# 1. Business Problem
A F&B manager wants to determine whether there is any significant difference 
in the diameter of the cutlet between two units. 
A randomly selected sample of cutlets was collected from both units and measured? 
Analyze the data and draw inferences at 5% significance level. 
Please state the assumptions and tests that you carried out to check validity of the assumptions.
File: Cutlets.csv

# 1.1 Objective
The goal is to determine whether there is a significant difference in the diameter of cutlets 
between two production units. 
This will help the F&B manager assess consistency in the manufacturing process.

# 1.2 Constraints
Limited sample size, which might affect statistical power.
Assumption of normality and equal variance needs to be validated 
before applying statistical tests.

In [16]:
import pandas as pd
import numpy as np
import scipy 
from scipy import stats
#provides statistical functions
#stats contains a variety of statstical tests
from statsmodels.stats import descriptivestats as sd
#provides descriptive stastics tools, including the sign test
from statsmodels.stats.weightstats import ztest
#Used for conducting z-tests on datasets.
import pylab


In [17]:
data= pd.read_csv("Cutlets.csv")

In [18]:
data.head()

Unnamed: 0,Unit A,Unit B
0,6.809,6.7703
1,6.4376,7.5093
2,6.9157,6.73
3,7.3012,6.7878
4,7.4488,7.1522


In [19]:
data.describe()

Unnamed: 0,Unit A,Unit B
count,35.0,35.0
mean,7.019091,6.964297
std,0.288408,0.343401
min,6.4376,6.038
25%,6.8315,6.7536
50%,6.9438,6.9399
75%,7.28055,7.195
max,7.5169,7.5459


In [20]:
data.columns=["Unit A","Unit B"]

# Normality Test

In [21]:

data.isnull().sum()


Unit A    16
Unit B    16
dtype: int64

In [22]:
data.dropna(inplace=True)


In [23]:
data.isnull().sum()

Unit A    0
Unit B    0
dtype: int64

In [26]:
print('shapiro_A: ',stats.shapiro(data['Unit A']))
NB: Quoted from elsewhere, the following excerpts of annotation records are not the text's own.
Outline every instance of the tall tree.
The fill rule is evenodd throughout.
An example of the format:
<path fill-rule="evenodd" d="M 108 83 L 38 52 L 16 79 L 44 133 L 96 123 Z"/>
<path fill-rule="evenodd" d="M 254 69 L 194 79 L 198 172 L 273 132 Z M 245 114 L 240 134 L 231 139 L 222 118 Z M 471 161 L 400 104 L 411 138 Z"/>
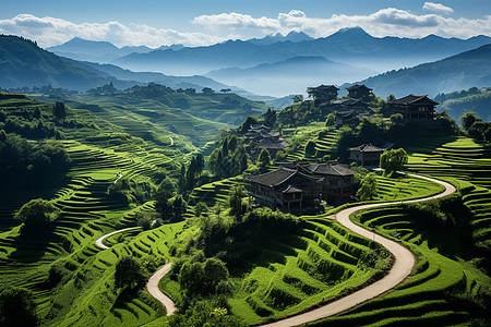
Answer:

shapiro_A:  ShapiroResult(statistic=0.9649456489968531, pvalue=0.31997821996861)


In [27]:
print('shapiro_B: ',stats.shapiro(data['Unit B']))

shapiro_B:  ShapiroResult(statistic=0.9727301795873082, pvalue=0.5225029843840996)


# Normality Results

1. Unit A: p-value = 0.3199 (> 0.05) → Fails to reject the null hypothesis (data is normally distributed).
2. Unit B: p-value = 0.5225 (> 0.05) → Fails to reject the null hypothesis (data is normally distributed).

Since both Unit A and Unit B are normally distributed, can proceed with a 2-sample T-test.

In [28]:
# Variance Test

In [30]:
levene_test=scipy.stats.levene(data['Unit A'],data['Unit B'])
print('levene_test(Variance): ',levene_test)

levene_test(Variance):  LeveneResult(statistic=0.6650897638632386, pvalue=0.4176162212502553)


In [31]:
#p-value= 0.4176
#H0=variance equal
#H1=variance unequal
#pvalue=0.4176 > 0.05 Fail to reject null hypothesis(H0 is accpetd)

# 2 Sample T-test

In [33]:
TwoSampleTtest=scipy.stats.ttest_ind(data['Unit A'],data['Unit B'])
print("Two sample T test: ",TwoSampleTtest)

Two sample T test:  TtestResult(statistic=0.7228688704678063, pvalue=0.4722394724599501, df=68.0)


<b>Interpreting the Two-Sample t-test Results

t-statistic = 0.7229
p-value = 0.4722 (> 0.05)
df (degrees of freedom) = 68

<b>Conclusion:
Since the p-value (0.4722) is greater than 0.05, we fail to reject the null hypothesis.

This means there is no significant difference between the mean diameters of cutlets from Unit A and Unit B.

In simple words, the cutlets from both units have approximately the same average diameter.